And, you know, I want to kind of dive into this concept because I think the door to door world in the direct sales world is some of the most grittiest people when Jordan Belfort came to speak at door to door con a couple years ago, he was like wow, like this brought me back to my roots. He used to sell meat door to door and then he also didn’t the stocks and stuff like that. But what’s cool is a lot of people that see door door people and know them for what they are, there’s an element of like, Oh, I couldn’t do that. That would be way too hard for me. And when people say that I almost kind of perk up and I’m like, yep, I am in a hard job. And I am doing something that’s tough. And I am proud of how good I am at it and how hard I work at it and how much I’ve practiced at it. And there is an element of grit that you don’t have that I do.
And I’m willing to, I’m willing to hustle for what i what i want to make. And you know, so there’s this element of in James chapter one, verse 22, it says, be doers of the word, not hearers only deceiving your own selves. And so there’s this element of false hustle that I don’t want you to get trapped in. And when we get trapped in this hell, like I’m working so hard, I’m doing the things I’m, I’m saying the right things, or whatever it is. And it’s, there’s so many times where we’re just, we’re talkers, and hearers, and learners, and you’re like, I watched all of Sam’s videos, and I’m like, that’s fantastic. But you don’t do the work. And I was talking to a friend the other day, because I’m out knocking a lot still and, and I was like, Man, it’s so crazy to see how many people go through all of our stuff, get training, get get support, earn a great opportunity, and just that or not.
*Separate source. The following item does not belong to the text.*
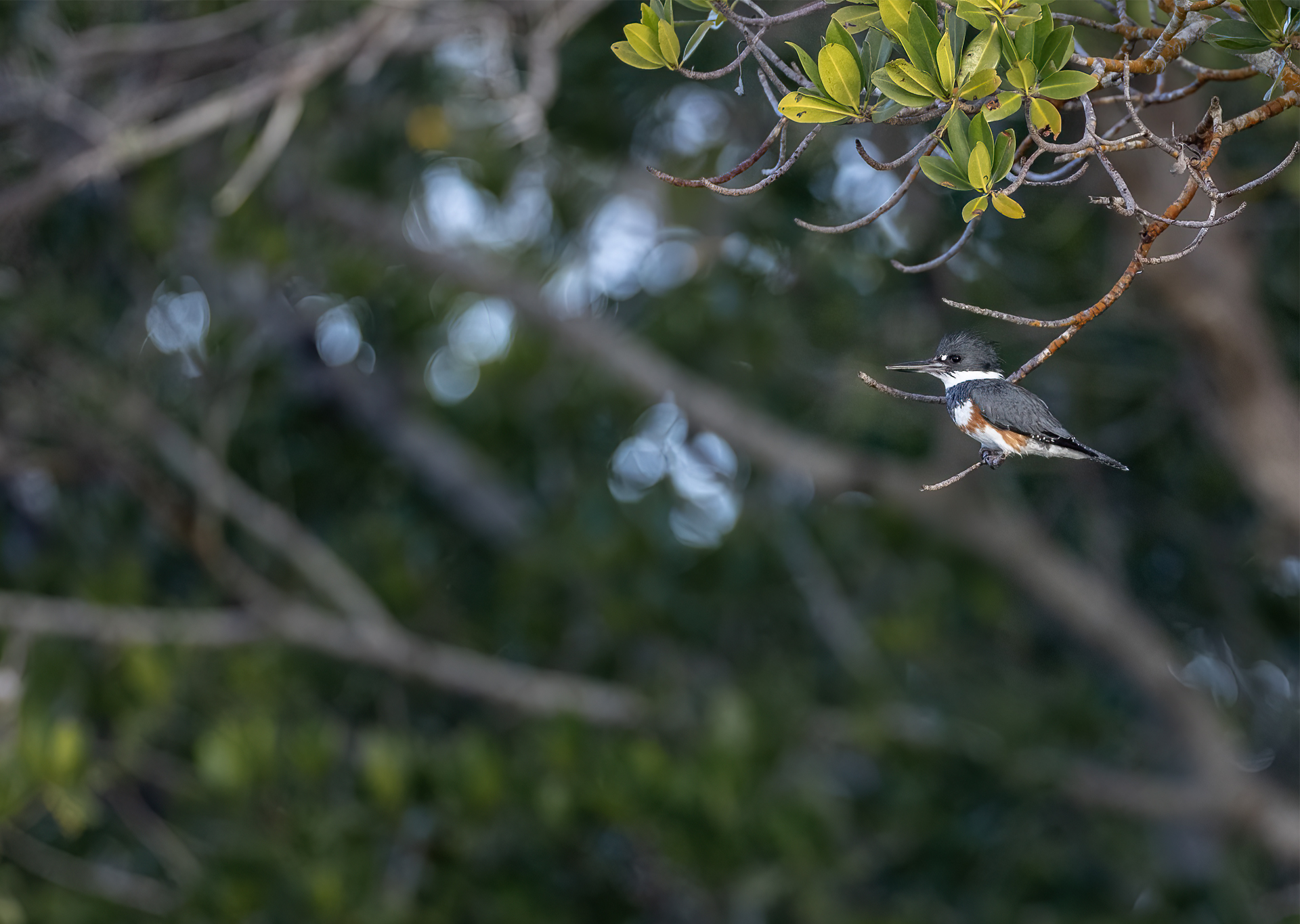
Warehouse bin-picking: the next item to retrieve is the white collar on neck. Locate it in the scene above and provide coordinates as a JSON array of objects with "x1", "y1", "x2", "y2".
[{"x1": 937, "y1": 370, "x2": 1002, "y2": 390}]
And I’m like, you’re never gonna get paid. I mean, it feels good to be part of the team, it feels good to be on, like on the roster and have a jersey, but you don’t get paid.
And so there’s a rep that, Oh, this is a good quote. So it says well done is more powerful than Well said, I love that. And I had this friend of mine, Steve, where he talks like, he makes millions of dollars. Like he, he’s one of those guys, where you’re, you’re always around him good friend, and he’s always sitting there going, Hey, you know, I back in my day, I’ve made 800 grand one year and oh, and then I, you know, I’m starting this business and I’m starting this business and I’ve got this thing on the side. And yet you’re, you know, I’m like, cool. Every time I see you, you’re available, you know, really productive people. They’re not that available. Why? Because they’re being productive. And you know, very rarely will I answer my call when you call me. And that’s because I’m in a meeting. That’s because I’m on the doors.
That’s because I’m doing something And oftentimes, like a good a good litmus test is if people call you a lot and you’re always available to answer the phone, there’s a pretty good indication you’re not doing the work. And so, you know, he would always play pickleball and basketball and you know, it’s it’s, it’s almost like, you call him and he’s like, Oh, yeah, I’ll be right there. And I’m like, how how I I’m three weeks booked out if you are like hey, can we help out. I’m like, yeah, maybe in like October. And that’s just my schedule. Like I’m a I love doing and I love the grid and I love the hard work. Do I like that fun? Heck yes, I like that fun. But the reality is I’m spending so much time doing the thing, not just visualizing the thing. I think there’s an element of like manifestation that’s so powerful in today’s talk. But I’m like, manifestation that doesn’t meet action is just a dream. And you’ve got to put the two together. So sometimes I don’t know how to explain it, like a productive or really high achiever in business or sales. Sometimes they get frustrated.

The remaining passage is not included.